Девушка услышала его, но не сразу отреагировала. Сначала допечатала предложение и только тогда подняла глаза цвета бирюзы.
– Начальник отдела кадров там, – элегантным движением руки повела девушка вправо, в сторону соседнего кабинета.
Женственная она, грациозная, рука тонкая, обтянутая эластичной тканью бежевой водолазки. И высокий бюст так же охвачен материей плотно и очень соблазнительно. Гранатовый кулон в форме цветка на золотой цепочке. Кстати говоря, где-то Богдан уже видел такое украшение. Шесть гнутых лепестков, круглый гранатовый камушек посредине… Золотой браслет на изящном запястье, на пальцах золотые кольца и перстни с мелкими камушками.
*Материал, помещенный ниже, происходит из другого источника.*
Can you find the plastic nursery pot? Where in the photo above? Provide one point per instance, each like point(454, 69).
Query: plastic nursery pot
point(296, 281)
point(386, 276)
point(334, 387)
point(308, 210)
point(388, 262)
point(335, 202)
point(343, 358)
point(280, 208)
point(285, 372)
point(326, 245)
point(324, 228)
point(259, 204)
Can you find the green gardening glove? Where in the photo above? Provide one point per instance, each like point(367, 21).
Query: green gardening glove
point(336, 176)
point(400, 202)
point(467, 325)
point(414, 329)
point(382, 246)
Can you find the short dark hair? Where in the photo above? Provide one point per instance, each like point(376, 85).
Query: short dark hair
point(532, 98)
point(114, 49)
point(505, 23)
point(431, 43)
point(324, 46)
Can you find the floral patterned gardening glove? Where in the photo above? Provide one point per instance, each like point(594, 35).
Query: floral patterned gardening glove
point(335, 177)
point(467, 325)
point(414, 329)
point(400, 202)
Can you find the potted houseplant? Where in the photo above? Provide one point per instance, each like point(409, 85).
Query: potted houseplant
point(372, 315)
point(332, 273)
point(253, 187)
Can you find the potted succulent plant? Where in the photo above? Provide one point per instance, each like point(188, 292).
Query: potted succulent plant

Вроде бы и перебор по количеству безделушек, но все они тонкие, элегантные, поэтому кажется, что все в меру. Кстати, обручального кольца на правой руке не было, на его месте поблескивал перстенек с жемчужиной.
– А мне вы нужны.
Доставая свои корочки, Богдан изобразил вздох сожаления – дескать, не хотел он тревожить покой девушки, но работа есть работа.
– Милиция? – удивилась она без всякой настороженности.
Голос у нее приятный, как журчание накатывающей на берег волны. И глаза у нее цвета моря. И с ней самой уже хочется оказаться на морском берегу, лежать рука об руку на мягкой шуршащей под ногами гальке, под жарким солнцем, ощущать на своей щеке прохладу поцелуя…
– Мне хотелось бы просмотреть личные дела работающих у вас на предприятии людей. В частности, мужчин, – сказал Богдан.
– Зачем?
– Я из уголовного розыска. Это значит – разыскиваю уголовников.
– У нас нет уголовников.
– Охотно верю, но тем не менее…
– Ну, если Татьяна Леонидовна разрешит…
– Вашего начальника сейчас нет, а у меня очень мало времени.